In the subgroup analysis, there was no significant difference in the prevalence of tail-like fascial enhancement between MFS and US. Therefore, a tail sign extending from the main mass could be a common finding of both tumours. Although the two tumours share a tail sign as a common imaging finding, the myxoid nature of MFS usually results in distinct imaging findings on MRI from tumours that are predominantly cellular, fibrous, or lipomatous, allowing differential diagnosis.

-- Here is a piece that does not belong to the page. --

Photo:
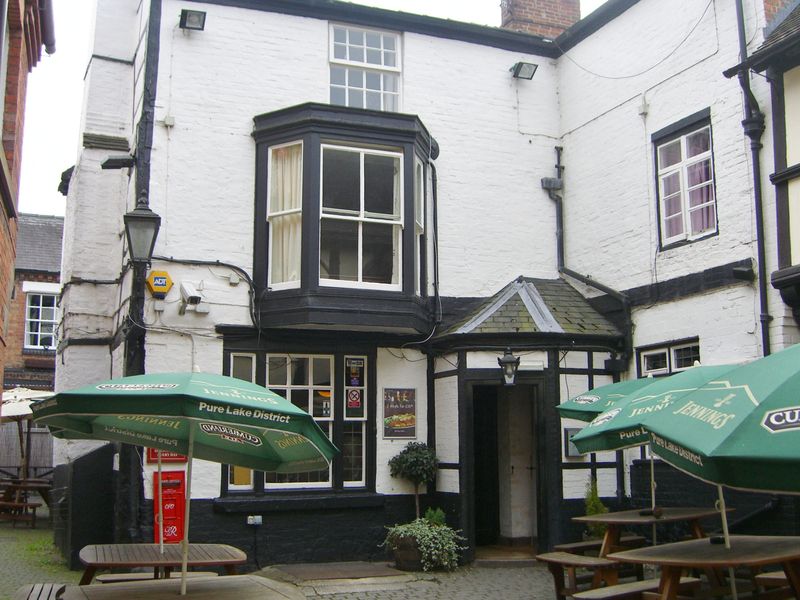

This retrospective study has several limitations. First, due to its retrospective analytic nature, selection bias was inherent. Second, radiological-pathological correlation could not be performed in all cases. Although an effort was made to match the MR images with the pathological reports and excised gross specimen, precise lesion-by-lesion correlation was difficult. However, reconfirmation was achieved by experienced musculoskeletal pathologists in some selected cases, which allowed lesion-by-lesion correlation. Third, the assessment of fascial enhancement was confounded by the superimposed radiation and postsurgical changes in patients with recurrent tumours. It was often difficult to determine whether perilesional oedema was due to treatment effects or the recurrent tumour itself. Measurement of the enhanced fascial thickness was also extremely difficult owing to its complex appearance. Other limitations include referral bias. Skewing may be possible in patient inclusion, imaging, and statistics based on data generated from our referral and tertiary care centre, which may be representative of more complicated or atypical presentations.

In conclusion, both MFS and US frequently showed a tail-like enhancement extending from the main mass or localised thick fascial enhancement on preoperative MRI. These MRI appearances, the tail sign, may indicate tumour infiltration along the fascial plane and also be associated with worse local recurrence-free survival. Radiologists should be aware of these MRI findings and inform the surgeon preoperatively so that they can obtain a sufficient surgical margin to minimise the risk of local tumour recurrence.